Ontario MPP
- In office 1990–1995
- Preceded by: Gord Miller
- Succeeded by: Toby Barrett
- Constituency: Norfolk

Personal details
- Born: May 25, 1950 Ireland
- Died: October 3, 2017 (aged 67) Port Rowan, Ontario, Canada
- Party: New Democrat
- Occupation: Steelworker

= Norm Jamison =

Canadian politician

Norman Johnston Jamison (May 25, 1950 – October 3, 2017) was a politician in Ontario, Canada. He was a New Democratic Party member of the Legislative Assembly of Ontario from 1990 to 1995. He died on October 3, 2017, of liver cancer at the age of 67.

==Background==
Jamison was president of his student council at Memorial Public School, but did not attend university.

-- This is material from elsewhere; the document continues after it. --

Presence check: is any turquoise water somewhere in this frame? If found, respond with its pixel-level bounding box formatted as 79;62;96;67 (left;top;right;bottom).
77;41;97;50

He was employed by Stelco for twenty years, and also worked as a representative of the United Way in Norfolk County, Ontario.

==Politics==
He ran for the Ontario legislature in the 1987 provincial election, but finished almost 9,000 votes behind the Liberal candidate, Gord Miller, in the southwestern Ontario riding of Norfolk.

The NDP won a majority government in the 1990 provincial election, and Jamison was elected over Miller by almost 4,000 votes in a rematch from 1987. He was a parliamentary assistant to the Minister of Industry, Trade and Technology and the Minister of Economic Development and Trade over the next five years.

The NDP were defeated in the 1995 provincial election, and Jamison finished third against the Progressive Conservative Toby Barrett in his bid for re-election.

Jamison left the NDP to join the Liberal Party before the 1999 provincial election, and endorsed the Liberal candidate in the redistributed riding of Haldimand—Norfolk—Brant.

He ran for municipal councillor in Haldimand County in 2000, but was defeated.